25330 Development and Use of Electronic Spreadsheet Tools to Manage Vaccine Inventory and Ordering In a Community Health Setting

Tuesday, March 29, 2011
Columbia Hall
Katherine Chichester, BSN, RN , Clinical RN, Denver Health
Anne Hammer, BA, BSN, RN , Nursing Clinical Coordinator, Denver Health Immunization Program, Denver Health

Background: With increased numbers of pediatric vaccines routinely recommended, large and costly amounts of VFC vaccine are ordered at clinics.   To educate vaccine ordering staff and reduce potential loss of vaccines due to large inventories on hand, a standardized system for tracking usage and ordering vaccines to maintain adequate levels was sought.

Setting: Denver Health serves the City and County of Denver with multiple components including a 500-bed inpatient hospital, Level 1 Trauma Center, County Public Health Department, and a Community Health Services division with family health centers spanning 8 geographic locations and 13 school-based health centers.

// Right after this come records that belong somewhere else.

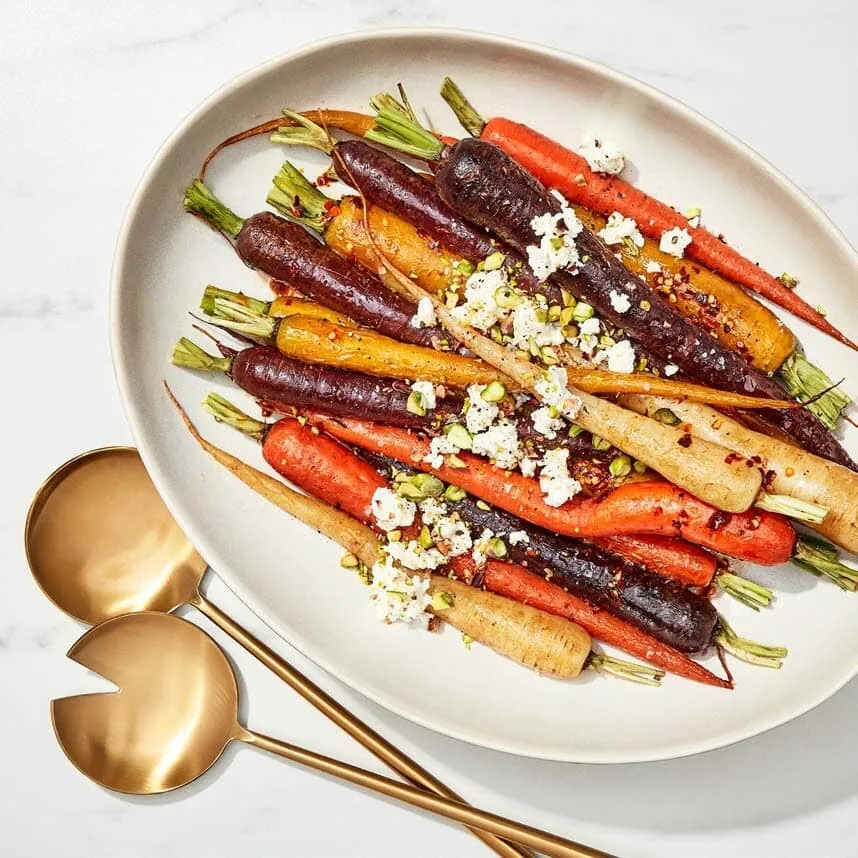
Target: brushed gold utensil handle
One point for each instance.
(342, 717)
(541, 841)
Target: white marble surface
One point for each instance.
(90, 90)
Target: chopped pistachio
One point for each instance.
(494, 392)
(459, 436)
(620, 466)
(665, 415)
(442, 601)
(454, 494)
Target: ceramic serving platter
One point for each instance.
(288, 574)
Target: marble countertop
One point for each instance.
(90, 91)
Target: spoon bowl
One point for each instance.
(100, 541)
(174, 713)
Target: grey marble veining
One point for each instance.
(90, 89)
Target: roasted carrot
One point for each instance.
(654, 508)
(667, 555)
(514, 582)
(566, 171)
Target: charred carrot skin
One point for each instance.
(652, 508)
(565, 170)
(514, 582)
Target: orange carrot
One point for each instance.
(517, 583)
(566, 171)
(654, 508)
(666, 555)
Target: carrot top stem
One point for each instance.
(396, 129)
(808, 383)
(225, 412)
(304, 132)
(631, 670)
(199, 200)
(747, 592)
(821, 558)
(296, 197)
(188, 354)
(747, 650)
(465, 112)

Population: Community Health Services cares for 112,000 patients at Internal Medicine, Pediatric, Women’s Care and Family Practice centers and administered 171,046 pediatric, adolescent and adult vaccinations in the year 2009.

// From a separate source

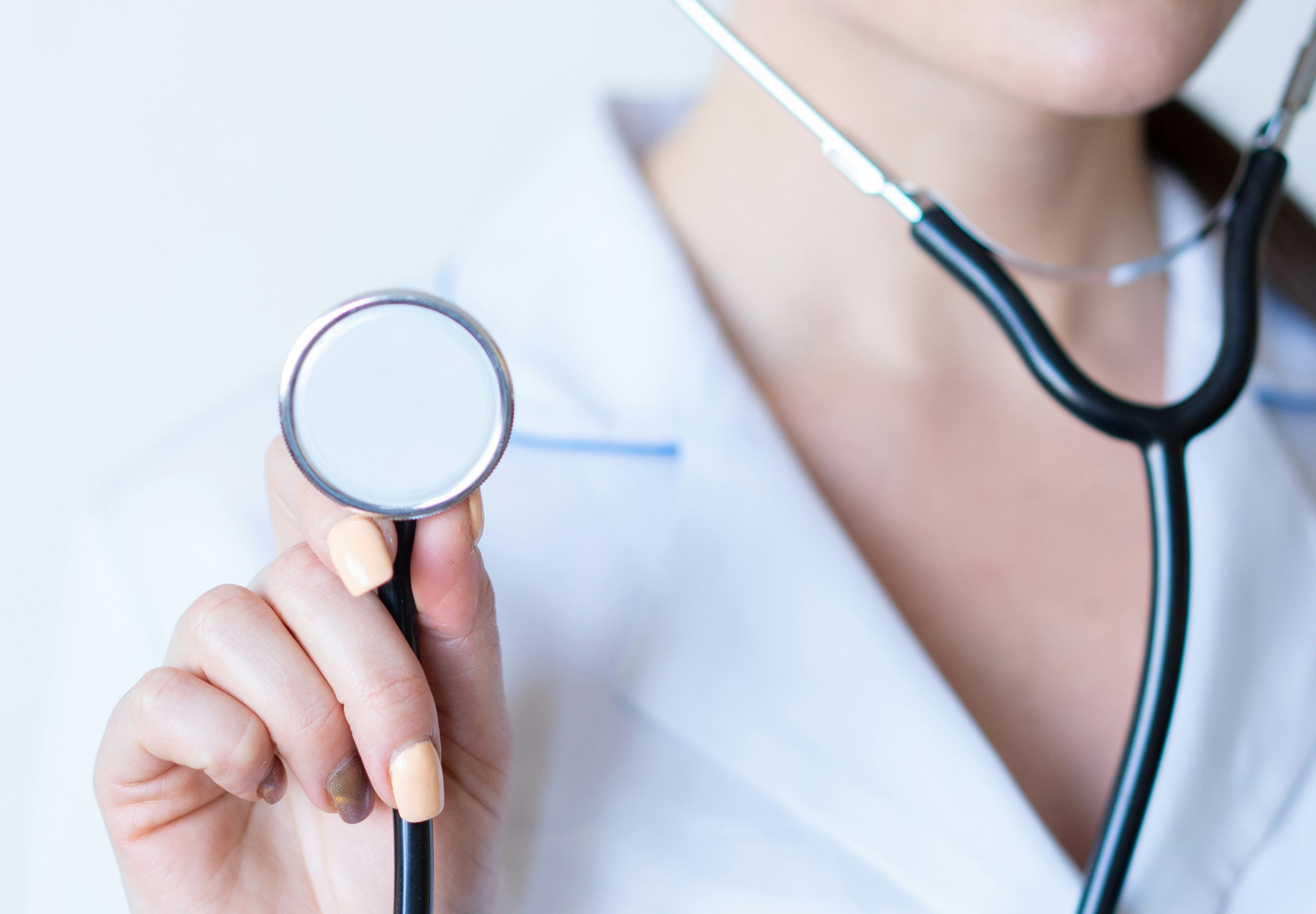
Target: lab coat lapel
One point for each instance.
(776, 652)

Project Description: A comprehensive vaccine ordering and receiving guide was developed, with four accompanying electronic worksheets.  The first spreadsheet calculates average vaccine usage, then links to the next sheet which tracks current inventory and provides suggested amounts of vaccine to order for 30 – 45 day level.  Another page monitors ongoing flu shipments received.  The final tool is a table for converting vaccine dosage volumes.  Each workbook becomes site-specific based on that clinic’s inventory. After piloting at a Pediatric Clinic, the tools were refined and trialed at two Family Practice sites before expansion to all Community Health VFC ordering sites.  Rollout to Adult patient care sites ordering privately purchased vaccines will follow.

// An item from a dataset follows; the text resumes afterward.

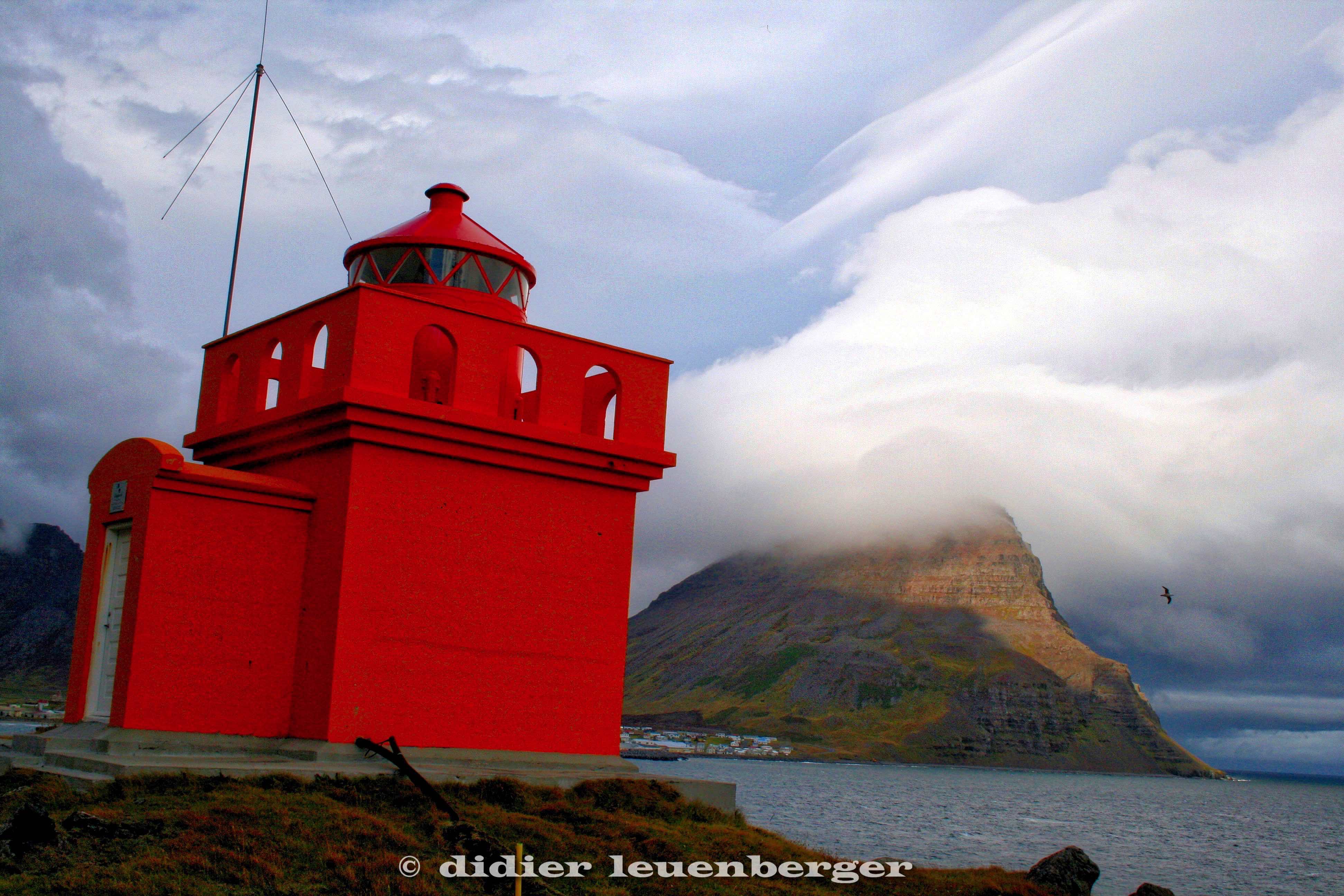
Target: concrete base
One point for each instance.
(91, 752)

Results/Lessons Learned: Results at the pilot sites include increased compliance with VFC guidelines to maintain a 30 – 45 day inventory of vaccines.  This is minimizing the potential for loss in a cold chain event while ensuring an adequate supply of all vaccines.  Future plans include the standardization of the ordering process across the agency for both VFC and privately purchased vaccines.